Con una sentenza pubblicata nei giorni scorsi, il Tribunale ha respinto il ricorso presentato dalla proprietaria del ristorante, confermando la piena legittimità dell’ordinanza del Comune di Nettuno che imponeva la rimozione della canna fumaria, ritenuta opera abusiva.
La canna fumaria “abusiva” del ristorante nel centro storico di Nettuno
La questione ruota intorno a un intervento edilizio eseguito in un edificio situato in una zona vincolata paesaggisticamente.
La titolare del ristorante aveva depositato nel 2022 una SCIA (Segnalazione Certificata di Inizio Attività) al Comune di Nettuno per sostituire una vecchia canna fumaria.
Tuttavia, durante un sopralluogo avvenuto nel settembre 2024, i tecnici comunali avevano accertato la presenza non solo della nuova installazione, ma anche della vecchia canna fumaria, ancora intatta. Questo in palese contrasto con quanto dichiarato nella SCIA, che prevedeva esplicitamente una “sostituzione”.
Ma non è tutto.
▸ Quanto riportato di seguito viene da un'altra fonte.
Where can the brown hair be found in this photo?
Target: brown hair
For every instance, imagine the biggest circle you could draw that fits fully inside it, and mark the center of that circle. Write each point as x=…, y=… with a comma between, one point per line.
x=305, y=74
Gli ispettori avevano anche rilevato che la nuova canna fumaria presentava una curvatura non riportata nei progetti autorizzati. Entrambe le strutture inoltre non rispettavano le distanze minime dai fabbricati adiacenti, previste dal regolamento edilizio comunale.
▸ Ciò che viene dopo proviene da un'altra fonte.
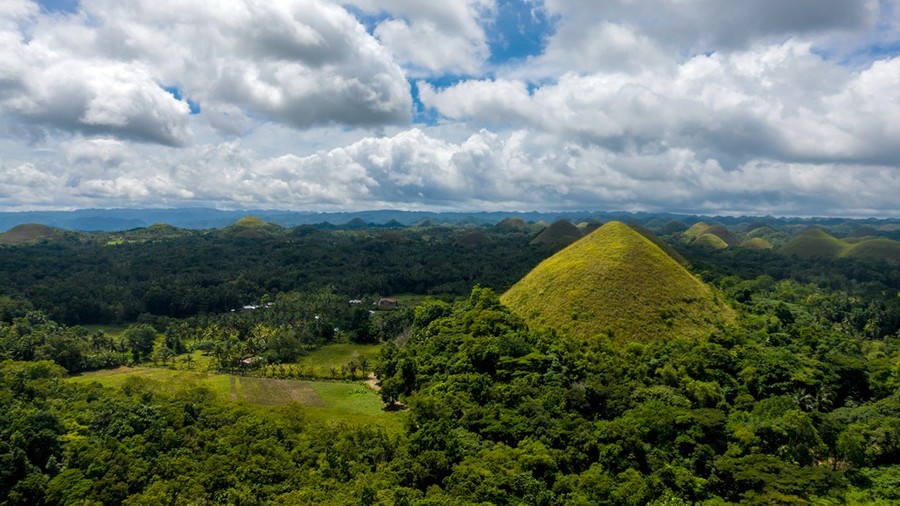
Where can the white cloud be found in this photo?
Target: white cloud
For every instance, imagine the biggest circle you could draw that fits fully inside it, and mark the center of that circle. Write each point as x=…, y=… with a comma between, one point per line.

Da qui era scaturita la diffida del Comune, con l’ordine di rimozione immediata delle opere irregolari, motivata dalla violazione sia delle norme urbanistiche che di quelle in materia paesaggistica.
La guerra in tribunale
La proprietaria aveva impugnato il provvedimento. Sosteneva infatti che il Comune avrebbe dovuto comunicarle l’avvio del procedimento e che la curvatura era stata imposta proprio per rispettare prescrizioni paesaggistiche.
Tuttavia, il TAR ha respinto tutte le eccezioni. Il TAR ha precisato che non si trattava di un annullamento in autotutela della SCIA, bensì di un legittimo esercizio del potere di vigilanza edilizia da parte dell’amministrazione comunale.
Il Tribunale ha inoltre evidenziato come la modifica al progetto non fosse stata comunicata tramite una variante, come invece richiesto dalla normativa. Inoltre anche sotto il profilo paesaggistico l’opera risultava difforme da quanto autorizzato.
In mancanza di una specifica richiesta di sanatoria postuma, ha concluso il TAR, il Comune era pienamente legittimato a ordinare il ripristino dello stato dei luoghi.
La sentenza si chiude con la condanna della parte ricorrente al pagamento delle spese legali.